Friday, June 11, 2010

Discussion on India's Border Infrastructure


ORF organised a roundtable discussion on India's Border Infrastructure on June 09, 2010. The discussion was initiated by Mr. Rajiv Pratap Rudy, Member of Parliament and was followed by three other panelists -- Brig. Arun Sahgal, Maj. Gen. Sheru Thapliyal and myself. While Brig. Sahgal dicussed the Sino-Indian border infrastructure in the broader context of Chinese grand strategy, Gen. Thapliyal elaborated on the ground situation on the border. My presentation was in the context of the larger Asian strategic context as well as the trends in Chinese military strategy and modernisation.

The interaction was well attended by military people, both serving and retired, as well as members from the diplomatic community and media. Some of the media coverage can be found here.



There is a clear military imbalance between the two; military imbalance in terms of equipments & units as well as the infrastructure. In the last few years, the infrastructural developments that China has undertaken in Tibet Autonomous Region (TAR) as well as on the India-China border provide the potential to the PLA Army to mobilize forces and equipment in a much shorter span of time. China now has a 40,000-km road network in Tibet, apart from rail links like the 1,118-km one from Lhasa to Gormo in Qinghai province. This would enable China to mobilize large forces by train and by road onto Indian borders. Earlier this exercise not only took a long time but also was impossible during winter. The new rail line into Tibet, and expressways, have changed the scenario totally.
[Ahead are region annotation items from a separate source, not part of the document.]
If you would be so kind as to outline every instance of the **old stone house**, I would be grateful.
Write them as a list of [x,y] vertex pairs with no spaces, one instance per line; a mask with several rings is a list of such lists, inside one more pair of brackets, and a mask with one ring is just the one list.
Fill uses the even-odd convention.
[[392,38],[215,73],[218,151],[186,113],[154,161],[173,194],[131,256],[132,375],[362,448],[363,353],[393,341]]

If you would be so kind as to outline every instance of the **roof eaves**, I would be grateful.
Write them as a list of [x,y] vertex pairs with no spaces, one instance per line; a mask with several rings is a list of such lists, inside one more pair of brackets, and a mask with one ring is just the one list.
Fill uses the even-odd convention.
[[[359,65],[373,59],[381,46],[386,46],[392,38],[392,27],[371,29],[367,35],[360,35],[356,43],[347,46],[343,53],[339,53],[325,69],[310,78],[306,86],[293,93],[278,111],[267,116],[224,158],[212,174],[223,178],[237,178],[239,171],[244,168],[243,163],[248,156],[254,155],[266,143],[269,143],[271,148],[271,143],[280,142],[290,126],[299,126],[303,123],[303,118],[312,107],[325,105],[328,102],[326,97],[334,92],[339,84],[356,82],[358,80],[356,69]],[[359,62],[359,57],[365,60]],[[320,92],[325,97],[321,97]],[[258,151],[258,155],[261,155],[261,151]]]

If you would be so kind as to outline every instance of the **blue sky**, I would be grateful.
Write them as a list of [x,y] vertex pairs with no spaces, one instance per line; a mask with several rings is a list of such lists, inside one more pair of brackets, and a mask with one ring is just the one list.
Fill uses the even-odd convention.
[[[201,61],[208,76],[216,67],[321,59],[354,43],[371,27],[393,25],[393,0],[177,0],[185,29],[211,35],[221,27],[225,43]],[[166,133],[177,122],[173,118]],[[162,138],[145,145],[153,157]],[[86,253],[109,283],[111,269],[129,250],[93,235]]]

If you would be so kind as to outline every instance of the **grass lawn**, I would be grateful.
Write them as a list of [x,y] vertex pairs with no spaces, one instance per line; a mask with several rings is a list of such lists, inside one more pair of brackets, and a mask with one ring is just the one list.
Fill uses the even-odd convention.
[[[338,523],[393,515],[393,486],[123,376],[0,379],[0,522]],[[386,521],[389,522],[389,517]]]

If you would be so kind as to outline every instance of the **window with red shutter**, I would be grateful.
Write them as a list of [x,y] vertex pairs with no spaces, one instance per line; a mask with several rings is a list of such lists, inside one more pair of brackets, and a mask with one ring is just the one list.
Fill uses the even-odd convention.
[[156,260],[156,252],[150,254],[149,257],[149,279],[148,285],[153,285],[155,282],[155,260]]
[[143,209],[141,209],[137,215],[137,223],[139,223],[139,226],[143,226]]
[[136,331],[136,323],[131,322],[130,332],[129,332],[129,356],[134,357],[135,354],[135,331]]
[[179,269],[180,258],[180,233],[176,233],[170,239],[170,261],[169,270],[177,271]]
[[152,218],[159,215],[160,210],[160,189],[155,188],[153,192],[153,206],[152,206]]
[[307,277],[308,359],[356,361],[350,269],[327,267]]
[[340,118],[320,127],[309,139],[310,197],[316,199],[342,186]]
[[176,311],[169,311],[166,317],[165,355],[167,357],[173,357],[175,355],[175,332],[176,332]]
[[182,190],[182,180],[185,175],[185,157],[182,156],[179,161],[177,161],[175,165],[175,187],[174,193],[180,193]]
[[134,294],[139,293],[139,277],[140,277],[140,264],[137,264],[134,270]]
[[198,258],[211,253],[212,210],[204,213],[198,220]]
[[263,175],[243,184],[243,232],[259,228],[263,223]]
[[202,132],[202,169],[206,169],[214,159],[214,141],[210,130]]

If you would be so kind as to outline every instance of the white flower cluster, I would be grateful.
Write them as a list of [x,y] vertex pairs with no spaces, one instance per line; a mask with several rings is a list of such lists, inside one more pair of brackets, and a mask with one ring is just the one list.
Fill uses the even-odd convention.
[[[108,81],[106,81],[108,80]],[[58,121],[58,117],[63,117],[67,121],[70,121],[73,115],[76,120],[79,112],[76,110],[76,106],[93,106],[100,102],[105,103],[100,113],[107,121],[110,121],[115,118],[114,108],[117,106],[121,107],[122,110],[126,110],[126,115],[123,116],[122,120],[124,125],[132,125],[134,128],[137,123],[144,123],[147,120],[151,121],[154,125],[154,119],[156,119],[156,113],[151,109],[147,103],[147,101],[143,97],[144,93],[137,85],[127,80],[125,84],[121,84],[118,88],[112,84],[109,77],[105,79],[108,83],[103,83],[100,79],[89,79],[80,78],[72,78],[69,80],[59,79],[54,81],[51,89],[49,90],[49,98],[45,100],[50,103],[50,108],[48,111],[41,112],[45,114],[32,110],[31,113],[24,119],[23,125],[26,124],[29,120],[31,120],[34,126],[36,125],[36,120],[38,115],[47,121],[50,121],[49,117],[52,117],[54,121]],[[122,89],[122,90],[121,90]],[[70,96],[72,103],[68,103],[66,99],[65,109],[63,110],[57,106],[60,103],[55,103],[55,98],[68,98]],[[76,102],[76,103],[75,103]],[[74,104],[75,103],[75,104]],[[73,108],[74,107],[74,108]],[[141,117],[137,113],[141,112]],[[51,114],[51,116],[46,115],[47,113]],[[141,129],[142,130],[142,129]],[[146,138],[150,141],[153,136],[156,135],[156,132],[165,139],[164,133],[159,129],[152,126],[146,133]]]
For a long time, the politicians, bureaucracy and the military had maintained strict opposition to development/upgradation of the border infrastructure arguing that it will only facilitate Chinese walking into our territory, particularly in case of a conflict. Recently, this was acknowledged by none other than our defence minister, Antony. While addressing a function of the BRO, Antony said, “Earlier, the thinking was that inaccessibility in far-flung areas would be a deterrent to the enemies.” Describing such thoughts as an “incorrect approach,” he said the government is now taking a number of measures to upgrade roads, tunnels and airfields in the border areas (May 07, 2010). BRO DG Lt Gen AK Nanda recently had stated that the infrastructure along the borders was not improved upon earlier by design. He said, “We did not want to develop the areas because we did not want the enemy forces to take benefit out of it. But now, our approach has changed and we are building it on our capacity, modern equipment and workforce.” (September 30, 2008)

In a potential limited conflict in the India-China context, the PLA’s contingency plans emphasize a “short and swift localized” conflict (confined to the Tawang region, along the lines of the 1999 Kargil conflict) with the following objectives in mind: capture the Tawang tract; give India’s military a bloody nose; and deliver a knockout punch that punctures India’s ambitions to be China’s equal or peer competitor once and for all.